Concerning Máo xīnyǔ’s teaching, he has been quoted as claiming that Mao Zedong was a “perfect man.”   Xīnyǔ’s biased opinion actually contradicts the current official understand that Mao Zedong was “70 percent right, 30 percent wrong.”  Of all people, Xīnyǔ–a man related to Mao Zedong and obviously of outstanding character–should know what being a descendant of “perfection” is like, giving him the entitlement to teach about his grandfather, right?  I will let you decide for yourself on that matter.

George Washington and Mao Zedong

One thing is certain, Mao has had an incredible and indisputable influence on the Chinese.  Even though he has been dead for decades, people line up in the extremest of weather in Beijing to pass through the mausoleum where Mao’s body is put on display (given only about ten seconds of viewing time).  Complete morons that are an embarrassment to the Chinese public like Xīnyǔ are given special status and privilege simply because they are related to Mao.  And even though Mao’s idiotic policies killed off tens of millions of humanity’s precious lives, there is no stopping the Chinese people’s love and admiration for Mao.

Let’s take a moment to really consider the notion of this.  Honestly, it is quite impossible for me to conceive this sort of admiration.  Even though I don’t agree with the comparison myself, some Chinese have told me that Mao Zedong is like George Washington.  I personally don’t think that these two characters in history are comparable, but perhaps the admiration Americans have for George Washington may be about the same that the Chinese have for Mao Zedong.

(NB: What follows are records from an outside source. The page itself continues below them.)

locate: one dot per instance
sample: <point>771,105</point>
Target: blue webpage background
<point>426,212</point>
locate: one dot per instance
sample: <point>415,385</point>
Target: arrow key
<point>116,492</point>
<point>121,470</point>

Here is where I have troubles comparing these two individuals: George Washington led a war against the “oppressive” and foreign British colonizers, leading to independence for the Americans.  He was the first president of the United States, elected democratically.  Mao Zedong led a band of rebels targeting to kill fellow Chinese.  These rebels waited for the Japanese to weaken their enemies during WWII, and then launched a bloody civil war following WWII (the Chinese civil war actually started in 1927 and cost the lives of almost ten million people).  During his 25-year reign, Mao refused to give up total control, killing off everyone he saw as a competitor.

Is it just me or are George Washington and Mao Zedong about as polar opposite as physics permits?


6 thoughts on “A Living Legend, Mao Zedong’s Grandson – Máo xīnyǔ (毛新宇)

  1. I enjoyed reading this. It seems to be the case that China is pursuing a dual policy of eradicating corruption and nepotism on one hand, but perpetuating or ignoring them on the other.
    The issue of the legacy of Mao is complex and very interesting. My own experiences of visiting China since 1993 is that Mao’s flaws are generally much more widely acknowledged


  2. Apologies, I published the prior comment too early. I also intended to say that there are good grounds to argue that China needed a radical break from the colonial exploitation that had contributed to it being called “The Sick Man of Asia’ for a century. 1949 was an opportune time and for all the ups and downs and disasters, China is no longer the same Sick Man.
    I’m not attracted by the analogy of Mao and George Washington much either. Mao and Ho Chi Minh, or Mao and Mexico’s Emiliano Zapata are much closer.


    • Agreed on the analogy! The biggest problem I have with the claims that Mao was such a hero is that from the 20’s, Mao continued to fight with the Nationalist Party until 1949, only deepening the “sickness” that the Chinese were experiencing for another 20-30 years. It seems counter productive to me that his aims were then to “reconstruct” culture, agriculture, values, and education through policies that sometimes resulted in violent movements. Sure, the Chinese at the time had no idea what Mao was really up to until afterwards (hindsight is 20/20, after all).